La carta hizo suspirar a César; de pronto, las lecciones de respiración y de retórica le parecieron poco estimulantes. No obstante, Lúculo no le había requerido y dudaba de que lo hiciera. Y más ahora que la historia de su ataque al nido de piratas circulaba por Roma.
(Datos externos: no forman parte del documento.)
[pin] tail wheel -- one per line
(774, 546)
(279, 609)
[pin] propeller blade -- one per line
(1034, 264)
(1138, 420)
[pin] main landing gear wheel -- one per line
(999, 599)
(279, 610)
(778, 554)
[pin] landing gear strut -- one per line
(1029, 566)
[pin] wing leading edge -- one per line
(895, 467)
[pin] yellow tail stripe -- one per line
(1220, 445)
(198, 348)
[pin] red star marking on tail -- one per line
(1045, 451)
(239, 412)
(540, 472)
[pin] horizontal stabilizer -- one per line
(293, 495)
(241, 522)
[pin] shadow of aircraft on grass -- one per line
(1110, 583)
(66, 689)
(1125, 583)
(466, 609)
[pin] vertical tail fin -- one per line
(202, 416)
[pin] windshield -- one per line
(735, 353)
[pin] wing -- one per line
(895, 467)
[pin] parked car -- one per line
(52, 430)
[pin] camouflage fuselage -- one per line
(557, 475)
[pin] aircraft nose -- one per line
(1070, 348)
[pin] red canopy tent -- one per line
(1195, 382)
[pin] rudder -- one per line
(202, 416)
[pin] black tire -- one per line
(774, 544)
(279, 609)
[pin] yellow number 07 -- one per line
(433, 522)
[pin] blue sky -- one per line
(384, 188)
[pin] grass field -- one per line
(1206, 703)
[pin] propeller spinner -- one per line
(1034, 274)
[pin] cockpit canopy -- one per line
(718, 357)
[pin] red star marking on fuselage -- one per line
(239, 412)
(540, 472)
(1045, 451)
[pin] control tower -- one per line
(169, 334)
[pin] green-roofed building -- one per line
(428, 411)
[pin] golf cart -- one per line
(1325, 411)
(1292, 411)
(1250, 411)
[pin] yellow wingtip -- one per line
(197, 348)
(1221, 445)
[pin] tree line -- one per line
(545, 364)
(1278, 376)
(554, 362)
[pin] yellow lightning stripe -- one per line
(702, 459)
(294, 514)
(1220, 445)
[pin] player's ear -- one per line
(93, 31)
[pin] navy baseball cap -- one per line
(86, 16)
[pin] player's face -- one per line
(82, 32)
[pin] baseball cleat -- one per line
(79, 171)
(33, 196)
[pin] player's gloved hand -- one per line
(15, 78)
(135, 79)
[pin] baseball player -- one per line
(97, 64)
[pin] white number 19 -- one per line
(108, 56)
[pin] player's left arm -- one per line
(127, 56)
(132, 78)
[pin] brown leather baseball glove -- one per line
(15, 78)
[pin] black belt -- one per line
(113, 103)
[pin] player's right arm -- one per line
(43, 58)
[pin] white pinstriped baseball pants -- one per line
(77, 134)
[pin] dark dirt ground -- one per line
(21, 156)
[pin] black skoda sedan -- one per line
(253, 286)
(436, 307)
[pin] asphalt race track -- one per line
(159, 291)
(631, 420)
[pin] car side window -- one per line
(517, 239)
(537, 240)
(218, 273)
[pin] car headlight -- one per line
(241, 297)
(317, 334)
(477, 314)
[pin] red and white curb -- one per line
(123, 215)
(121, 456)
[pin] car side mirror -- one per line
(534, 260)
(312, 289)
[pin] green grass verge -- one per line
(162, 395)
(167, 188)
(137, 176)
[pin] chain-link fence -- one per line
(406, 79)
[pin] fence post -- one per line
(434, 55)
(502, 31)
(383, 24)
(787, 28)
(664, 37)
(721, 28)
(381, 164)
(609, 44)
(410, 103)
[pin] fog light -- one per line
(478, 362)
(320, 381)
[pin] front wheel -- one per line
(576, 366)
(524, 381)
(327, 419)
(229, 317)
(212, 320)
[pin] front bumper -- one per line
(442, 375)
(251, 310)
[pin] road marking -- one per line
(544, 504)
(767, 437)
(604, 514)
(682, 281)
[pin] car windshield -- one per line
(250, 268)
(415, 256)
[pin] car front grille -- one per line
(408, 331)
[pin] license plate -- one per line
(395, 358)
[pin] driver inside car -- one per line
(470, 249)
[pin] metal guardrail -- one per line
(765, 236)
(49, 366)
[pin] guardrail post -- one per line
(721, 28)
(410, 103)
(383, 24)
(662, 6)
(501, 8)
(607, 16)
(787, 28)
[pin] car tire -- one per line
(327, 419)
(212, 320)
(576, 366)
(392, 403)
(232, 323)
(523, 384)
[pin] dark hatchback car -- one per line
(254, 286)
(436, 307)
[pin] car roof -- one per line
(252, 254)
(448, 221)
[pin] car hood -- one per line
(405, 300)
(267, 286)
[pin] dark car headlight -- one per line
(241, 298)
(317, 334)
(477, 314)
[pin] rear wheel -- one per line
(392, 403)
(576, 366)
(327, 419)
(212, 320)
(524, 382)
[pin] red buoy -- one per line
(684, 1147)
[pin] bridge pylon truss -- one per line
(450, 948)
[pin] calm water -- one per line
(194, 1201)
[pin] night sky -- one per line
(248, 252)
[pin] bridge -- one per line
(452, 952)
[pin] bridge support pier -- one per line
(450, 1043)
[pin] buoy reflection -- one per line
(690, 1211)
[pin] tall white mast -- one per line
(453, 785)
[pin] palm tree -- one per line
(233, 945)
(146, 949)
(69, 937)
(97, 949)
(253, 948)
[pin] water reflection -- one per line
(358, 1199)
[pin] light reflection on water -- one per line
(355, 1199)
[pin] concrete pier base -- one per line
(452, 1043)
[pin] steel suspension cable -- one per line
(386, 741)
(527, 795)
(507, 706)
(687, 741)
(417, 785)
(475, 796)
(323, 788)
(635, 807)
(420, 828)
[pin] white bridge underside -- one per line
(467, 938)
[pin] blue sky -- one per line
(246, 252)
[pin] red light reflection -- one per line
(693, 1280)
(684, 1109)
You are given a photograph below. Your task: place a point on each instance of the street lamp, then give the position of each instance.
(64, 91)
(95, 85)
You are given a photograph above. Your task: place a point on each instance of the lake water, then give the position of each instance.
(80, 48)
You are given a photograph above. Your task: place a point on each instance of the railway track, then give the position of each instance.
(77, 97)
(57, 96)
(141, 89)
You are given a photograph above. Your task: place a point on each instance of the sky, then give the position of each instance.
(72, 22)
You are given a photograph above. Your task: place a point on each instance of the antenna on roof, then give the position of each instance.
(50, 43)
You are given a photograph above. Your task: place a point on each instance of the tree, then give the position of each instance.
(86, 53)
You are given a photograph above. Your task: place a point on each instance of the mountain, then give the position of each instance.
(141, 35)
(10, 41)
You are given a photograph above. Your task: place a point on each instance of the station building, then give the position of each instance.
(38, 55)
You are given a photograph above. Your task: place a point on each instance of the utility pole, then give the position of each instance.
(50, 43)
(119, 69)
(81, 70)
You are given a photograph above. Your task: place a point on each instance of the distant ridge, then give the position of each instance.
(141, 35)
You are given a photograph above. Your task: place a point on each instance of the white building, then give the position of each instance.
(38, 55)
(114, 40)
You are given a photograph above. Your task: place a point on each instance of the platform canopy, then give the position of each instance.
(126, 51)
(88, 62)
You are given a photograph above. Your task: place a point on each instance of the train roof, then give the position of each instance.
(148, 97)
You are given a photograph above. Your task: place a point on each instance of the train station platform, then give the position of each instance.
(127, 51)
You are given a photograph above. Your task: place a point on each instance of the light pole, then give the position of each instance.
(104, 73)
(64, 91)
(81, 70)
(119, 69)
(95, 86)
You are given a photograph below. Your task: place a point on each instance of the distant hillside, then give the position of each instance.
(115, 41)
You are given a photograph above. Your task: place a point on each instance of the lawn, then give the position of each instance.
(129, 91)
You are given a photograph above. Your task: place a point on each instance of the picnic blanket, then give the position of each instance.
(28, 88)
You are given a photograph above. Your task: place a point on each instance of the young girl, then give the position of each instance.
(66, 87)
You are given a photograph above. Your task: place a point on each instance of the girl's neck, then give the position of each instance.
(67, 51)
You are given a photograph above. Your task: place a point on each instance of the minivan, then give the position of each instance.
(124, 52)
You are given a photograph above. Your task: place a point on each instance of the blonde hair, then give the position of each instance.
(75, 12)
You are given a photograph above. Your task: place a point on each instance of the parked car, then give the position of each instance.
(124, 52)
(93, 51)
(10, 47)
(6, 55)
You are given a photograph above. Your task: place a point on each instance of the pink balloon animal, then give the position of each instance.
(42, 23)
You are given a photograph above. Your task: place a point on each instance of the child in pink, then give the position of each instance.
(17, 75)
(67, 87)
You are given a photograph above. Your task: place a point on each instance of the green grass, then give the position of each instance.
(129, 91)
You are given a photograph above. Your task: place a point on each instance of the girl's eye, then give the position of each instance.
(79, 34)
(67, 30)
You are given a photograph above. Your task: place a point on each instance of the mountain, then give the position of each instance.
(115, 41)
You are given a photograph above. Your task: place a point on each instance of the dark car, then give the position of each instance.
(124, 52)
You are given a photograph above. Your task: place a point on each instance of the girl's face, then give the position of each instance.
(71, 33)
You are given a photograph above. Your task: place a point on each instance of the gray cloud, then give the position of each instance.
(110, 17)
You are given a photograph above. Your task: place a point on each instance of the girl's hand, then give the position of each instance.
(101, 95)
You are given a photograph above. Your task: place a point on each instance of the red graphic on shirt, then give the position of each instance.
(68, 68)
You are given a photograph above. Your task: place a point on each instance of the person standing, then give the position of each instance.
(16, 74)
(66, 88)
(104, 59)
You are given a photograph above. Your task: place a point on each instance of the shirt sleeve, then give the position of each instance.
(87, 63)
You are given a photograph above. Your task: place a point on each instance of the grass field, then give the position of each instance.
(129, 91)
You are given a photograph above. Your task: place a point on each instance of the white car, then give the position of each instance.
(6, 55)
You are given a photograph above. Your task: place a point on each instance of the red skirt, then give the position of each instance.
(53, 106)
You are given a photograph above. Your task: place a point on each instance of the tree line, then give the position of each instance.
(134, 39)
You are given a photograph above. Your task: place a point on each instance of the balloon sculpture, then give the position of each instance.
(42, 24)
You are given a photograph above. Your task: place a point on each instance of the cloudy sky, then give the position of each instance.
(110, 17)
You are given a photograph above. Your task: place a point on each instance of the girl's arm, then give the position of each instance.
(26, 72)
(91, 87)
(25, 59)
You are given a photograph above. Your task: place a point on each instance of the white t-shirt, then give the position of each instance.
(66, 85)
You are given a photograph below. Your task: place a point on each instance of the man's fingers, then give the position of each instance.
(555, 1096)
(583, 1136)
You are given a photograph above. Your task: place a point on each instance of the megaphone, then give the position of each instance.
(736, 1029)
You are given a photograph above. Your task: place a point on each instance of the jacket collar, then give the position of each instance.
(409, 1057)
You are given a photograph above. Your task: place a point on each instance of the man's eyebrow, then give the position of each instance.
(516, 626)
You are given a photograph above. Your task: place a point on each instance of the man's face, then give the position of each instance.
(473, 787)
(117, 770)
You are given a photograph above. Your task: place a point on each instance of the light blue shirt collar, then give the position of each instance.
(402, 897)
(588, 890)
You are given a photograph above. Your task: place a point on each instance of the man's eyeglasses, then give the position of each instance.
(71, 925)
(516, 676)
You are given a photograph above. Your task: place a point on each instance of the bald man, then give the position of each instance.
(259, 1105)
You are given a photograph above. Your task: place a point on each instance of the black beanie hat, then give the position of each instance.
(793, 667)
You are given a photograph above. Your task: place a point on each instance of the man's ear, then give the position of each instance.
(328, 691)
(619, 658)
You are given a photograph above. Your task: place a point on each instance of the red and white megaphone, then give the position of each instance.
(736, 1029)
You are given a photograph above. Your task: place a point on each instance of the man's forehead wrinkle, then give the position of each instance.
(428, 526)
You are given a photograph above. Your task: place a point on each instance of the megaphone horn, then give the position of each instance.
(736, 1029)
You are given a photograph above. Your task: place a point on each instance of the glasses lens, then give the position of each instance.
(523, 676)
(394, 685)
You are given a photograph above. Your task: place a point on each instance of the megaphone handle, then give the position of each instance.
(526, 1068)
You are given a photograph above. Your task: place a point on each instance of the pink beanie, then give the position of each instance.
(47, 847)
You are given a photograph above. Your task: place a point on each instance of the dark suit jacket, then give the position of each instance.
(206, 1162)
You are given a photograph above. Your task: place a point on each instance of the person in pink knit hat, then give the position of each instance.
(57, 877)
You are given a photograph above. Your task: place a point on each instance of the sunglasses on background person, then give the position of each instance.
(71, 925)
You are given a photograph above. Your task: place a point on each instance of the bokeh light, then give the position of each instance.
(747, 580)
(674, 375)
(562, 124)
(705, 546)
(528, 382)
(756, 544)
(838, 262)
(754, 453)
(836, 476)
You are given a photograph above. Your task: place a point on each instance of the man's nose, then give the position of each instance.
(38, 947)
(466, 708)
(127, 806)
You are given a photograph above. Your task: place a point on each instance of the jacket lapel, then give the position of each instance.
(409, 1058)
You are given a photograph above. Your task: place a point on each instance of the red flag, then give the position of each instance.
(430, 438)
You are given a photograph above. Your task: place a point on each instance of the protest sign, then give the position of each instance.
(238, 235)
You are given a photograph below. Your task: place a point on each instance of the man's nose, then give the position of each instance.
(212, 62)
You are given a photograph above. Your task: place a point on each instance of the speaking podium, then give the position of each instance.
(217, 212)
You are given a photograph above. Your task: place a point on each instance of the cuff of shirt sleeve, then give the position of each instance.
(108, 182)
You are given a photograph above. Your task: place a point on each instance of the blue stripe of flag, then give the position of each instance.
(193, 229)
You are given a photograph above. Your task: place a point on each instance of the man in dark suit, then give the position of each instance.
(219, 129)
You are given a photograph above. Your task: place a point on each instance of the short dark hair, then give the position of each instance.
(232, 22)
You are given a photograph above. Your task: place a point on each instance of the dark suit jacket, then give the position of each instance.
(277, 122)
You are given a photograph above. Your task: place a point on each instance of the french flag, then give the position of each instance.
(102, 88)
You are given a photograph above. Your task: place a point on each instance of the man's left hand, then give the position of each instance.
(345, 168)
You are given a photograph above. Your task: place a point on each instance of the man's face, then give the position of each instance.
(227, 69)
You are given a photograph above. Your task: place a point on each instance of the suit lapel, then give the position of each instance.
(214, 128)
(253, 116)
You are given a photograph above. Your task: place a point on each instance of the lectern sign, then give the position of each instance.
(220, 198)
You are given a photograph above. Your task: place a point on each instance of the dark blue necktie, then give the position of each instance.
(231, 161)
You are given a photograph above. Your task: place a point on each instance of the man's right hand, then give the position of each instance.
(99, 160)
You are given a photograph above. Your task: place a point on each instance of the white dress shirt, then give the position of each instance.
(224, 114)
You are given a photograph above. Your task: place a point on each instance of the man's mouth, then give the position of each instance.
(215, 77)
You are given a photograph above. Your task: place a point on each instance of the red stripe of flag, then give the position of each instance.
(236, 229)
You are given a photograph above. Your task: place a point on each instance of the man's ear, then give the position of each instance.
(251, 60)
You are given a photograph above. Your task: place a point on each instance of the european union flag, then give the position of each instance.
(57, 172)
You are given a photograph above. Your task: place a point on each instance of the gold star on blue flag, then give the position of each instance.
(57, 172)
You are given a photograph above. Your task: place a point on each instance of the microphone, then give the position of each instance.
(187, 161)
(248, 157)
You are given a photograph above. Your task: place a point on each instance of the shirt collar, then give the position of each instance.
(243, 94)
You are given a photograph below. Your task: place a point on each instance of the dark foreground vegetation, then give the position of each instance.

Lúculo habría aprobado la acción, pero no su protagonismo; a él le gustaban las cosas realizadas conforme a la burocracia y al reglamento. Un aventurero privatus que usurpa la autoridad del gobernador no era del agrado de Lúculo, por mucho que comprendiera los motivos que le habían impulsado a realizar la hazaña.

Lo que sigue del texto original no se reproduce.